# Ray RLlib - Linear Upper Confidence Bound

© 2019-2020, Anyscale. All Rights Reserved

![Anyscale Academy](../../images/AnyscaleAcademy_Logo_clearbanner_141x100.png)

In the [previous lesson](02-Simple-Multi-Armed-Bandit.ipynb), we used _LinUCB_ (Linear Upper Confidence Bound) for the exploration-explotation strategy ([RLlib documentation](https://docs.ray.io/en/latest/rllib-algorithms.html?highlight=greedy#linear-upper-confidence-bound-contrib-linucb)), which assumes a linear dependency between the expected reward of an action and its context.
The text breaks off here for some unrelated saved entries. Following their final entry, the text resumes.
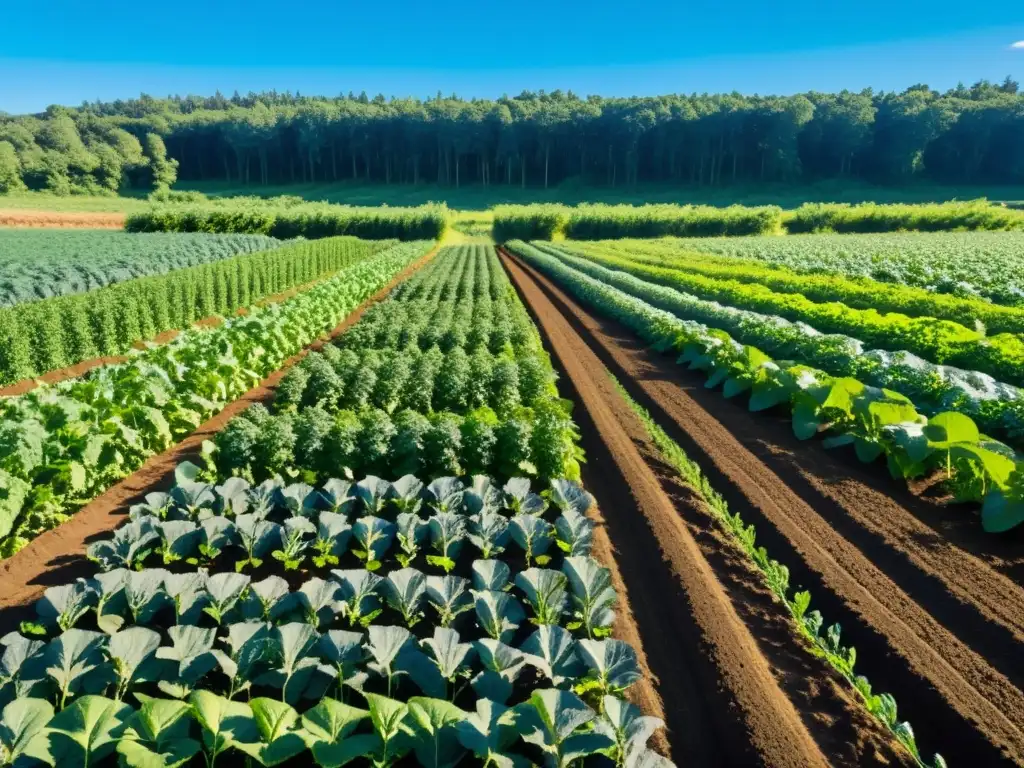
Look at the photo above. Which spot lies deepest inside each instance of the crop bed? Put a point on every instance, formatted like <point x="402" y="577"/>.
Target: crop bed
<point x="449" y="537"/>
<point x="933" y="605"/>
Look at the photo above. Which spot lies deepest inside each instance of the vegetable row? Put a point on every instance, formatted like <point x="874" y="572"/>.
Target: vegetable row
<point x="876" y="422"/>
<point x="61" y="445"/>
<point x="446" y="376"/>
<point x="938" y="341"/>
<point x="316" y="668"/>
<point x="859" y="292"/>
<point x="41" y="263"/>
<point x="997" y="408"/>
<point x="55" y="333"/>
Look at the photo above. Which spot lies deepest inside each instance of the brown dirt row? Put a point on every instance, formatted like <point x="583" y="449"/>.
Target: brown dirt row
<point x="644" y="693"/>
<point x="933" y="605"/>
<point x="723" y="701"/>
<point x="81" y="369"/>
<point x="58" y="556"/>
<point x="94" y="220"/>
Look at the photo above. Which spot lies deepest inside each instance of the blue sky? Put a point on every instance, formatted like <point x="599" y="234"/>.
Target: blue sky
<point x="109" y="48"/>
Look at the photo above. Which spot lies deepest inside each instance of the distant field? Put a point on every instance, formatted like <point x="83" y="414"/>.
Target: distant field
<point x="477" y="198"/>
<point x="40" y="263"/>
<point x="986" y="264"/>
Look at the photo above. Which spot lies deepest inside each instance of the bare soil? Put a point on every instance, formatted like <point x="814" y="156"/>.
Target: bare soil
<point x="934" y="606"/>
<point x="704" y="620"/>
<point x="58" y="556"/>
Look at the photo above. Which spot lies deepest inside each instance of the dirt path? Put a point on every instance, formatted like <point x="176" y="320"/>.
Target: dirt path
<point x="938" y="622"/>
<point x="723" y="702"/>
<point x="58" y="555"/>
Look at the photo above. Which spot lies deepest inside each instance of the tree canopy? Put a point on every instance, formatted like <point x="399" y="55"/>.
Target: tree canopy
<point x="971" y="135"/>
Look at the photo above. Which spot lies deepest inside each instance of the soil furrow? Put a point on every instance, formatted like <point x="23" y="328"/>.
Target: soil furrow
<point x="723" y="704"/>
<point x="922" y="621"/>
<point x="57" y="556"/>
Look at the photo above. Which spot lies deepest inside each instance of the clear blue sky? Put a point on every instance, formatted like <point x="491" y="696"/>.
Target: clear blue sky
<point x="111" y="48"/>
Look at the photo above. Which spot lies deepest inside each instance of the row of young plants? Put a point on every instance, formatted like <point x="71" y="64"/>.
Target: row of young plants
<point x="810" y="625"/>
<point x="939" y="341"/>
<point x="983" y="265"/>
<point x="548" y="221"/>
<point x="48" y="335"/>
<point x="877" y="422"/>
<point x="289" y="217"/>
<point x="434" y="621"/>
<point x="62" y="445"/>
<point x="997" y="408"/>
<point x="44" y="262"/>
<point x="860" y="293"/>
<point x="446" y="376"/>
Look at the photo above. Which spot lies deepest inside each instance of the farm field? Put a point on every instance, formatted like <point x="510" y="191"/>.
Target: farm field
<point x="393" y="503"/>
<point x="41" y="263"/>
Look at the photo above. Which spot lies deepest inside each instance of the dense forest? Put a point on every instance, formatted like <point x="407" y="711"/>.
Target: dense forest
<point x="969" y="135"/>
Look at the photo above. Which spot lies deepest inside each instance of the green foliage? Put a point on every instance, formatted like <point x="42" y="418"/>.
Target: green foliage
<point x="872" y="217"/>
<point x="66" y="330"/>
<point x="986" y="265"/>
<point x="97" y="429"/>
<point x="603" y="221"/>
<point x="776" y="578"/>
<point x="876" y="421"/>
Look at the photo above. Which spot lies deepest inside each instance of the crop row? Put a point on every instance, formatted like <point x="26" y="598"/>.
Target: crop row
<point x="607" y="221"/>
<point x="826" y="640"/>
<point x="293" y="219"/>
<point x="399" y="390"/>
<point x="603" y="221"/>
<point x="876" y="422"/>
<point x="41" y="263"/>
<point x="48" y="335"/>
<point x="938" y="341"/>
<point x="859" y="293"/>
<point x="61" y="445"/>
<point x="997" y="408"/>
<point x="986" y="265"/>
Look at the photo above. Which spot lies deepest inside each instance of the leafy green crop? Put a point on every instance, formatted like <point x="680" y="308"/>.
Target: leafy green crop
<point x="71" y="441"/>
<point x="878" y="422"/>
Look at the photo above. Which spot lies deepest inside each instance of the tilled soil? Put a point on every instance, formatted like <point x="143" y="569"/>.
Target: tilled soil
<point x="58" y="555"/>
<point x="78" y="220"/>
<point x="734" y="690"/>
<point x="934" y="606"/>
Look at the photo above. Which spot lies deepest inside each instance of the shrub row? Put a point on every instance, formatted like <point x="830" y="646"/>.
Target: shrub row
<point x="47" y="335"/>
<point x="310" y="220"/>
<point x="604" y="221"/>
<point x="931" y="217"/>
<point x="939" y="341"/>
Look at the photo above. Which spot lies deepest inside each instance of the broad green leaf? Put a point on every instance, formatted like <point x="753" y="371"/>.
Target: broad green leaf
<point x="88" y="730"/>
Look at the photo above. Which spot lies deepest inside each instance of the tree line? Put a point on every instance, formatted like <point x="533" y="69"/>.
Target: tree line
<point x="964" y="135"/>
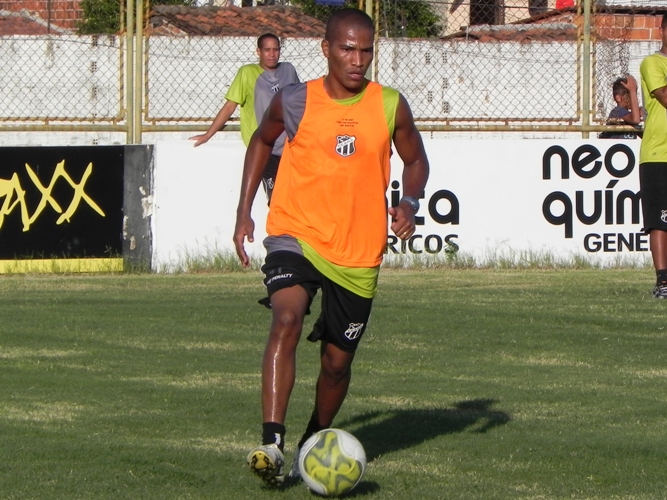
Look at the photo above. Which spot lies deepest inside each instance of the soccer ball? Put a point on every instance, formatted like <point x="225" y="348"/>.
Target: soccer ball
<point x="332" y="462"/>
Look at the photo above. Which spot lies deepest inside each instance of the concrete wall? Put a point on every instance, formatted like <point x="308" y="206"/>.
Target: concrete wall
<point x="79" y="80"/>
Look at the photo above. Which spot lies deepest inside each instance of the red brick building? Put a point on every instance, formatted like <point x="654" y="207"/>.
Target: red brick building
<point x="58" y="13"/>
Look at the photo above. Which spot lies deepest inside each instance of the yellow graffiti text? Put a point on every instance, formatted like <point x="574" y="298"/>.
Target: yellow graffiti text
<point x="14" y="196"/>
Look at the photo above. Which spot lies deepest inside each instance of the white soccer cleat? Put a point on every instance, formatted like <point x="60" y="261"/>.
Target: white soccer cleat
<point x="267" y="462"/>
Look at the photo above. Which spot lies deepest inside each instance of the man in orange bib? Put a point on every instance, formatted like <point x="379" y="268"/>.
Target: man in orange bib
<point x="327" y="223"/>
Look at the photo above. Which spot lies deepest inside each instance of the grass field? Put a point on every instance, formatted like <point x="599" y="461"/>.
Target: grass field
<point x="469" y="384"/>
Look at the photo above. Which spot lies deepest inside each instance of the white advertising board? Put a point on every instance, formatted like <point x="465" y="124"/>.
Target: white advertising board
<point x="486" y="199"/>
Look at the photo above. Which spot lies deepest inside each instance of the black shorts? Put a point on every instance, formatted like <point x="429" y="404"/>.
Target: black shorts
<point x="344" y="314"/>
<point x="653" y="188"/>
<point x="269" y="175"/>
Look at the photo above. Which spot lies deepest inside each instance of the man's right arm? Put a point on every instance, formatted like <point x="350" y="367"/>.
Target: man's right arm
<point x="661" y="95"/>
<point x="653" y="76"/>
<point x="257" y="155"/>
<point x="218" y="122"/>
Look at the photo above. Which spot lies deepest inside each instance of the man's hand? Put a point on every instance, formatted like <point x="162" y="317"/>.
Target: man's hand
<point x="201" y="139"/>
<point x="245" y="228"/>
<point x="402" y="221"/>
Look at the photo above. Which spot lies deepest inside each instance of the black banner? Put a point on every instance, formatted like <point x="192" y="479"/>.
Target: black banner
<point x="61" y="202"/>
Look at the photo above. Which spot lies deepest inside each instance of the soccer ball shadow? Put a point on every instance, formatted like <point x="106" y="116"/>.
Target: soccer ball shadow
<point x="411" y="427"/>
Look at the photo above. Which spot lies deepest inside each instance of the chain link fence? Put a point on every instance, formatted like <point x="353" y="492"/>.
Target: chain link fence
<point x="480" y="64"/>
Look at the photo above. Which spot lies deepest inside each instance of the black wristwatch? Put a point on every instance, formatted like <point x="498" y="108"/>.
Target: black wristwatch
<point x="412" y="201"/>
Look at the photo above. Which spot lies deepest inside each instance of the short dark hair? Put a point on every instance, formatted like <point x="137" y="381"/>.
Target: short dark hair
<point x="260" y="40"/>
<point x="617" y="87"/>
<point x="350" y="16"/>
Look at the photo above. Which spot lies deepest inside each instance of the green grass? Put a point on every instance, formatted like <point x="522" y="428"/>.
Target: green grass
<point x="470" y="384"/>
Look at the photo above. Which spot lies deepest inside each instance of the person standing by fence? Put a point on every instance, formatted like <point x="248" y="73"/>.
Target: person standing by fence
<point x="253" y="88"/>
<point x="653" y="159"/>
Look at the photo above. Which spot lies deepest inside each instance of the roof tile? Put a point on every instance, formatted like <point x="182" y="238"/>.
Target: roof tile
<point x="234" y="21"/>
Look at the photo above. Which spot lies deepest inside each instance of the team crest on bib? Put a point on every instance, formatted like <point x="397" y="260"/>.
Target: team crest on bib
<point x="345" y="145"/>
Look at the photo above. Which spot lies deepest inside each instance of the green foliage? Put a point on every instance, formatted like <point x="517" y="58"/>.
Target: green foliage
<point x="410" y="19"/>
<point x="104" y="16"/>
<point x="398" y="18"/>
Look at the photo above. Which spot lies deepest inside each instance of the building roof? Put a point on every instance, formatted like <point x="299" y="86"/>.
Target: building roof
<point x="234" y="21"/>
<point x="25" y="23"/>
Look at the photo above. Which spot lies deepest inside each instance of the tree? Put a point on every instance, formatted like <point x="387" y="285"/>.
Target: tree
<point x="398" y="18"/>
<point x="103" y="16"/>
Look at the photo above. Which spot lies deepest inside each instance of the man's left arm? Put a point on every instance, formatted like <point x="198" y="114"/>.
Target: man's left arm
<point x="410" y="148"/>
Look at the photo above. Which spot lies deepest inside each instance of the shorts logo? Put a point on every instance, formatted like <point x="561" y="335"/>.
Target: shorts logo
<point x="345" y="145"/>
<point x="278" y="277"/>
<point x="353" y="331"/>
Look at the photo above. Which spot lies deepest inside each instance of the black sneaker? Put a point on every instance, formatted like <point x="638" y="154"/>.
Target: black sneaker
<point x="660" y="291"/>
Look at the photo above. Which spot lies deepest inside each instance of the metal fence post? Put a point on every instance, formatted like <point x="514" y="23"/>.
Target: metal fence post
<point x="586" y="72"/>
<point x="129" y="76"/>
<point x="138" y="72"/>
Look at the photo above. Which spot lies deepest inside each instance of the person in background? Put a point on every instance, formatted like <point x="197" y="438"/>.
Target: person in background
<point x="253" y="88"/>
<point x="627" y="110"/>
<point x="653" y="159"/>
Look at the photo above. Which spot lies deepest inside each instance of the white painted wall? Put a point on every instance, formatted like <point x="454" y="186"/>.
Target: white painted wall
<point x="70" y="77"/>
<point x="499" y="186"/>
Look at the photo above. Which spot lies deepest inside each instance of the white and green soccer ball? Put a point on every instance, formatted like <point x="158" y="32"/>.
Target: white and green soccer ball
<point x="332" y="462"/>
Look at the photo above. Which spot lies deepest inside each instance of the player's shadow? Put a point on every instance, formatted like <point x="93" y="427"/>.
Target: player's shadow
<point x="392" y="430"/>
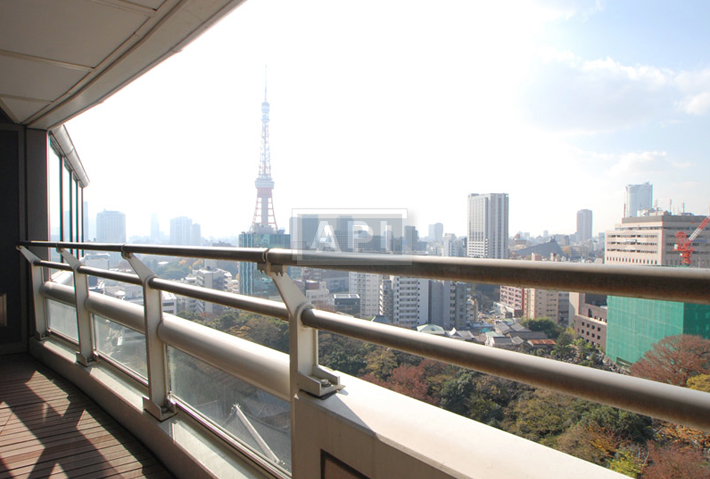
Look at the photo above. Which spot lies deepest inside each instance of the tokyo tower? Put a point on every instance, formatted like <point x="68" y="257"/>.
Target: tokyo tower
<point x="264" y="220"/>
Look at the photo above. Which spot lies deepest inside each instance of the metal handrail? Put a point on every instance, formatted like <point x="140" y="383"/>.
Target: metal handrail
<point x="664" y="401"/>
<point x="256" y="364"/>
<point x="670" y="284"/>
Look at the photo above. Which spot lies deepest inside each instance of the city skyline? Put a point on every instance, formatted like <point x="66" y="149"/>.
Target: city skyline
<point x="558" y="106"/>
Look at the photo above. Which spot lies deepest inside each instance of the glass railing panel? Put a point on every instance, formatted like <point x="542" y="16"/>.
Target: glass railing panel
<point x="121" y="344"/>
<point x="252" y="416"/>
<point x="62" y="319"/>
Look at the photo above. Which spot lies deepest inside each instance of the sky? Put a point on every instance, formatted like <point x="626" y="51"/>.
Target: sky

We pointed out that a linear function is of the form $z = ax + by + c$, for example, where $x$, $y$, and $z$ are variables and $a$, $b$, and $c$ are constants. LinUCB models the representation space using a set of linear predictors.

Now we'll explore _LinUCB_ in a recommendation environment with _parametric actions_, which are discrete actions that have continuous parameters. At each step, the agent must select which action to use and which parameters to use with that action. 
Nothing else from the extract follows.